By: Andrew Moran
Unless you have an affinity for bell-bottom pants and Saturday Night Fever, many Americans do not look back at the 1970s with great nostalgia. And yet, a few decades later, the United States could be living through a similar period – at least from an economic perspective. Since announcing his exorbitant infrastructure proposal, the media have championed President Joe Biden as the next FDR. But if the next few years spawn economic stagnation or stagflation, Biden might go down as the next President Jimmy Carter. By Election Day in 2024, the American people will hardly be stayin’ alive.
Warning: Inflation Ahead
IHS Markit recently released its U.S. services purchasing managers’ index (PMI) – the general direction of economic trends in the sector – for March. Overall, it was an incredible report, coming in higher-than-expected at 60.4. Output growth, new business, job creation, and business confidence surged. However, the report turned heads for the accelerating input cost inflation that soared at the highest rate in 12 years, driven by higher prices for transportation, fuel, raw materials, and personal protective equipment (PPE). The rate of charge inflation, also known as stealth inflation that transfers higher production costs to consumers, increased at a historic pace.

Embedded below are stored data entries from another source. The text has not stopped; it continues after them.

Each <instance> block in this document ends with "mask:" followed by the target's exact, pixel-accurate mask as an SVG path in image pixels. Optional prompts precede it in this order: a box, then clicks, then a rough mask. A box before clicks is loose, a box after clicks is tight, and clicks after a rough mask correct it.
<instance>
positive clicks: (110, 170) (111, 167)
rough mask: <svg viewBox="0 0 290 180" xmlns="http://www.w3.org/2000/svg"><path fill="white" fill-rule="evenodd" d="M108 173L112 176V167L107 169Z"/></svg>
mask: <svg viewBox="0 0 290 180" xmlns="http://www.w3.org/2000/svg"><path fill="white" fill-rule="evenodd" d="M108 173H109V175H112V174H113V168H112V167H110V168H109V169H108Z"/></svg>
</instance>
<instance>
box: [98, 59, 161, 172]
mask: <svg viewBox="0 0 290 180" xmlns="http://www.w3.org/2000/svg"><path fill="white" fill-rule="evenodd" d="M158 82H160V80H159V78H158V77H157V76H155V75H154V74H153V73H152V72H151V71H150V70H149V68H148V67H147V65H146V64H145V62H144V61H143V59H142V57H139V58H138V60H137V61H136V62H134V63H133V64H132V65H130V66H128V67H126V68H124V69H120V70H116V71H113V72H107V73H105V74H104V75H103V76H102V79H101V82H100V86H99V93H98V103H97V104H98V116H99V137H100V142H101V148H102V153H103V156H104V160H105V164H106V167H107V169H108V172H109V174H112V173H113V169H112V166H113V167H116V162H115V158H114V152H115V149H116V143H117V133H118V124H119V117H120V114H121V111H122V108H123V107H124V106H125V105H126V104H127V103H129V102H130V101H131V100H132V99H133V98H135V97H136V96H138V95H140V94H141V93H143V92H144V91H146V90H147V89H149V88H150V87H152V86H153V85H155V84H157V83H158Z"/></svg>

It was not only the monthly IHS Markit data. The Institute for Supply Management’s (ISM) non-manufacturing index highlighted comparable data for March. Business activity, new orders, and employment maintained their expansion trends, but pricing pressures escalated last month.
Overall, the readings saw notable price hikes in chemicals, construction materials, energy, industrial metals, and many more critical components for the broader economy. Chris Williamson, the chief business economist at IHS Markit, said in a statement:
“High levels of new business inflows, rising business confidence and an increasing appetite to hire new staff suggest the economy will also see a strong second quarter, especially if the vaccine roll-out continues apace.
“The biggest concern is inflation, with price gauges hitting new survey highs in March as demand often exceeded supply for a wide variety of goods and services.”
Williamson added that companies have been trying to pass down the higher costs to consumers. Producers struggled to keep up with demand amid supply chain disruptions and postponements, and “input cost and selling price inflation [are] running far above anything previously seen in the survey’s history.”
Stagflation Or Stagnation? Pick Your Poison
The U.S. economy was in the stagflation doldrums in the 1970s. Inflation was rampant, economic growth was subdued, and joblessness was prevalent, caused by the country having to pay for the guns and butter of the 1960s. If the public possessed a time machine and could pick any era to visit, the ‘70s would not be a desirable period for anyone, not even those with a flair for ponchos and tie-dye T-shirts.
As many states lift coronavirus-induced restrictions, the world’s largest economy is going through pent-up demand. Or, in layman’s terms, the nation is playing a game of catchup that could deliver enormous growth in the short-term. Even so, new Census Bureau data showed that new orders for U.S. manufactured goods (factory orders) contracted by 0.8% in February for the first time since April 2020. This was driven by falling demand for transportation equipment, machinery, primary metals, computers and electronic products, and fabricated metal products.
The monster March jobs report suggests, on the surface, that the economy is in a state of recovery. But was this new job creation or a case of people returning to work on the other side of the COVID-19 lockdowns? Peter Schiff, president and CEO of Euro Pacific Capital, explained on a recent episode of his podcast, The Peter Schiff Show, that eight million Americans are unemployed.
“So, despite the fact that a lot of people returned to their jobs, there’re still a lot of people that aren’t working at all, thanks in large part to the U.S. government, which is providing tremendous financial incentives for people not to return to work.
“This is an economy where jobs that were temporarily put on hold are being restored. People who left their jobs because of the COVID shutdowns are now returning to those jobs.”
All of this is unfolding with the Federal Reserve twiddling its thumbs in the background. While the U.S. central bank has repeatedly assured everyone that it will not tighten monetary policy by raising interest rates or curtailing its ultra-aggressive quantitative easing measures, the financial markets are pricing in a rate hike sooner than many would anticipate. How else would the Eccles Building stop inflation?
Happy Days Are Here Again?
Biden may find it flattering to be compared to FDR, who is typically viewed as one of the greatest presidents of all time, although this declaration crumbles upon the slightest scrutiny. Democrats may want to shriek Happy Days Are Here Again at the top of their lungs with Biden at the helm, but as the post-coronavirus economy fails to return to pre-pandemic levels, inflation soars, and the Republicans potentially regain power, 2024 could be 1980 all over again. History might dictate that Biden was the new Jimmy Carter after all – not The Squire of Hyde Park.